Interrogons-le et écoutons-le. Demandez-lui ce dont il a besoin. Peut-être qu’il ne nous le dit pas ou qu’il ne sait pas comment le dire. Mais il est important que vous sachiez que si vous avez besoin de quoi que ce soit, nous sommes à votre écoute. Nous devons écouter les adolescents avec nos oreilles, mais aussi avec nos yeux et notre cœur. Les petits enfants nous disent : « Maman, regarde-moi. » Un adolescent ne dit pas ça. Bien au contraire : « Laissez-moi tranquille ». Mais vous avez besoin de la même chose. Se sentir vu, reconnu et pris en compte. Ils ont besoin que nous leur apprenions à se sentir de manière intelligente et saine. Leur cortex cérébral n’a pas fini de mûrir et il faut être là pour leur apporter calme et sérénité. Souvent, nous n’acceptons pas le danger et nous essayons de l’éloigner de ce qui nous inquiète, à savoir nos nerfs et nos peurs.

« Absolument tout commence dans l’enfance : l’empathie, la confiance, l’écoute et les limites »

Alcool, violence, réseaux sociaux… Comment être maman sans peur ? C’est impossible.

La peur est normale. Et même sain car il a une dimension protectrice. Bien sûr, nous devons protéger nos enfants, mais combien la peur naturelle (la peur qu’ils boivent de l’alcool, par exemple) est différente des peurs qui sont dues à nos frustrations. Nous devons éduquer nos enfants et leur apprendre où se trouvent les dangers, mais pas pour qu’ils aient peur mais pour qu’ils protègent leur vie et leur intégrité physique et mentale. Votre vie est votre trésor.

Comme il est difficile de supposer que vous n’êtes plus le point de référence pour votre enfant, qui, il n’y a pas si longtemps, était un petit être qui vous adorait.
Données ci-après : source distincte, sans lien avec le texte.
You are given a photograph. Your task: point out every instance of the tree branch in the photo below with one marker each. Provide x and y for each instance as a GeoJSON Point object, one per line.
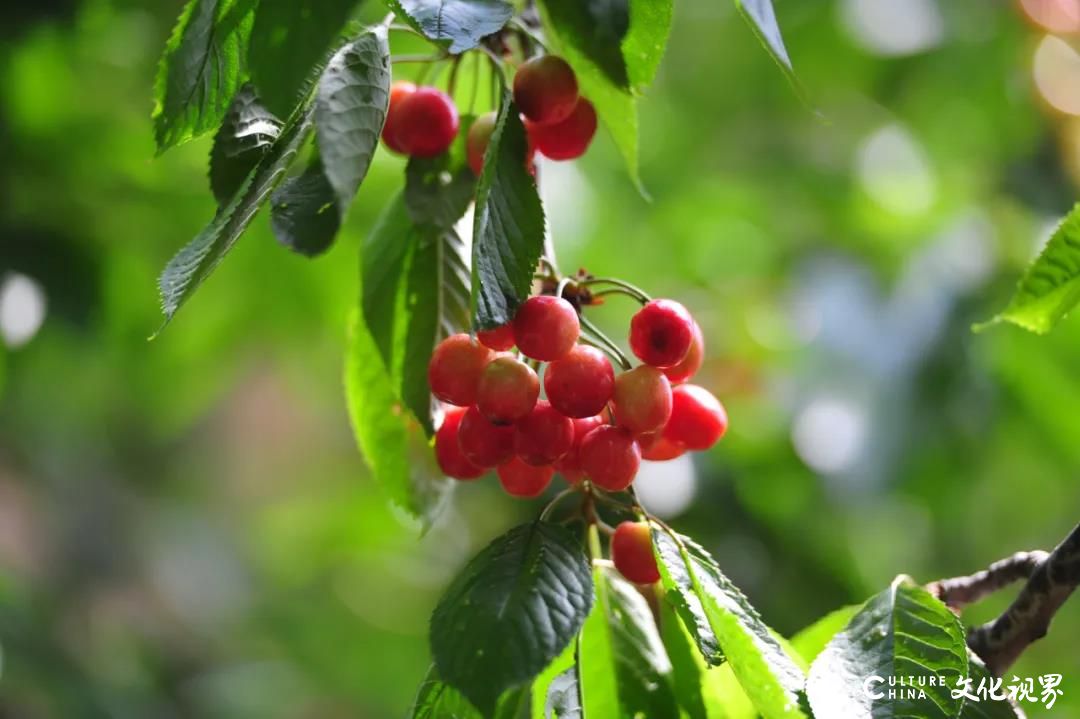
{"type": "Point", "coordinates": [1051, 579]}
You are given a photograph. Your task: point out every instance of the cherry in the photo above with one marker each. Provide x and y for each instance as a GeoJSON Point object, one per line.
{"type": "Point", "coordinates": [545, 90]}
{"type": "Point", "coordinates": [455, 369]}
{"type": "Point", "coordinates": [500, 338]}
{"type": "Point", "coordinates": [543, 435]}
{"type": "Point", "coordinates": [610, 457]}
{"type": "Point", "coordinates": [569, 464]}
{"type": "Point", "coordinates": [483, 443]}
{"type": "Point", "coordinates": [580, 383]}
{"type": "Point", "coordinates": [480, 135]}
{"type": "Point", "coordinates": [508, 390]}
{"type": "Point", "coordinates": [524, 480]}
{"type": "Point", "coordinates": [632, 553]}
{"type": "Point", "coordinates": [658, 448]}
{"type": "Point", "coordinates": [545, 327]}
{"type": "Point", "coordinates": [566, 139]}
{"type": "Point", "coordinates": [427, 123]}
{"type": "Point", "coordinates": [698, 418]}
{"type": "Point", "coordinates": [451, 461]}
{"type": "Point", "coordinates": [661, 333]}
{"type": "Point", "coordinates": [397, 92]}
{"type": "Point", "coordinates": [691, 363]}
{"type": "Point", "coordinates": [643, 399]}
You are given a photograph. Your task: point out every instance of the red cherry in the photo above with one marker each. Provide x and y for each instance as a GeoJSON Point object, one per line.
{"type": "Point", "coordinates": [508, 390]}
{"type": "Point", "coordinates": [545, 327]}
{"type": "Point", "coordinates": [451, 461]}
{"type": "Point", "coordinates": [545, 89]}
{"type": "Point", "coordinates": [566, 139]}
{"type": "Point", "coordinates": [658, 448]}
{"type": "Point", "coordinates": [569, 464]}
{"type": "Point", "coordinates": [610, 457]}
{"type": "Point", "coordinates": [661, 333]}
{"type": "Point", "coordinates": [397, 92]}
{"type": "Point", "coordinates": [480, 135]}
{"type": "Point", "coordinates": [543, 435]}
{"type": "Point", "coordinates": [632, 553]}
{"type": "Point", "coordinates": [485, 444]}
{"type": "Point", "coordinates": [524, 480]}
{"type": "Point", "coordinates": [580, 383]}
{"type": "Point", "coordinates": [501, 338]}
{"type": "Point", "coordinates": [455, 369]}
{"type": "Point", "coordinates": [698, 418]}
{"type": "Point", "coordinates": [643, 399]}
{"type": "Point", "coordinates": [428, 122]}
{"type": "Point", "coordinates": [691, 363]}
De nombreux pères et mères pensent qu’ils avaient un ours en peluche et maintenant ils ont un cactus. Je leur dis toujours de regarder derrière ce cactus car leur ours en peluche est toujours là. Si votre adolescent était physiquement attaché à vous et dépendant, il serait une personne soumise sans jugement. Ce n’est pas que votre fils traverse tout, c’est qu’il cherche ses critères. Et pour le trouver, ils doivent tout contraster et tout confronter.

Une bonne parentalité et une bonne éducation commencent dès l’enfance, pas à l’adolescence.

Absolument tout commence là : l’empathie, la confiance, la capacité à parvenir à des accords, l’écoute, la communication émotionnelle et les limites.